Food, Recipes

Mushroom, Sage and Mozzarella Pasta Bake


  • 500g portobello mushrooms, chopped
  • 500g penne or spiral pasta, cooked
  • 100g butter
  • 1 teaspoon garlic, crushed
  • 1 teaspoon olive oil, for cooking
  • 90g all-purpose flour
  • 500ml milk
  • 4-6 fresh sage leaves
  • 1 teaspoonwhole-grain mustard
  • 100g mozzarella, grated
  • ½ cup parmesan, grated
  • Salt and pepper, to taste


Preheat oven to 200 ̊C.

In a large pot, heat the oil and add the mushrooms. Cook for 5-8 minutes, or until soft.  Set the mushrooms with its juices, aside.

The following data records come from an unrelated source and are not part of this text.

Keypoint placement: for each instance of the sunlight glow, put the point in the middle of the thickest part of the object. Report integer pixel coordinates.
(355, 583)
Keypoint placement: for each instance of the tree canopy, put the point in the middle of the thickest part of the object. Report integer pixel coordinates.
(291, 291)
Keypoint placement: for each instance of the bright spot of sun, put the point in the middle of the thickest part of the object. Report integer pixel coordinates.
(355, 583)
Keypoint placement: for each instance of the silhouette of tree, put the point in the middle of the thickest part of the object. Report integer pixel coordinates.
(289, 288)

Add the butter to the same pot and allow to melt. Follow with the sage and allow to sauté for 1-2 minutes. Mix in the flour until smooth.

Slowly add in the milk and juice from the mushrooms and combine well, allow to simmer for 5-10 minutes for the sauce to thicken.

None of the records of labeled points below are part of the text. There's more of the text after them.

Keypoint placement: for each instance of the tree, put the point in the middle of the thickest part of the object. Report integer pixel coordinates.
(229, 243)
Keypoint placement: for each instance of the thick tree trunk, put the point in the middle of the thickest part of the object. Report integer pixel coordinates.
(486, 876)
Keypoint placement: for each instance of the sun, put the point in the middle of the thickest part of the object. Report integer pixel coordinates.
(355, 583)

Add in the whole-grain mustard and parmesan, season to taste. Combine the mushrooms with the cooked pasta and stir well.

Pour the mushrooms and pasta into a Le Creuset Ovenware Roasting Tin and top with the mozzarella. Bake in the oven for approximately 20 minutes until the top is golden brown. Remove and allow to sit for 5 minutes before serving. Enjoy as is or with a side salad!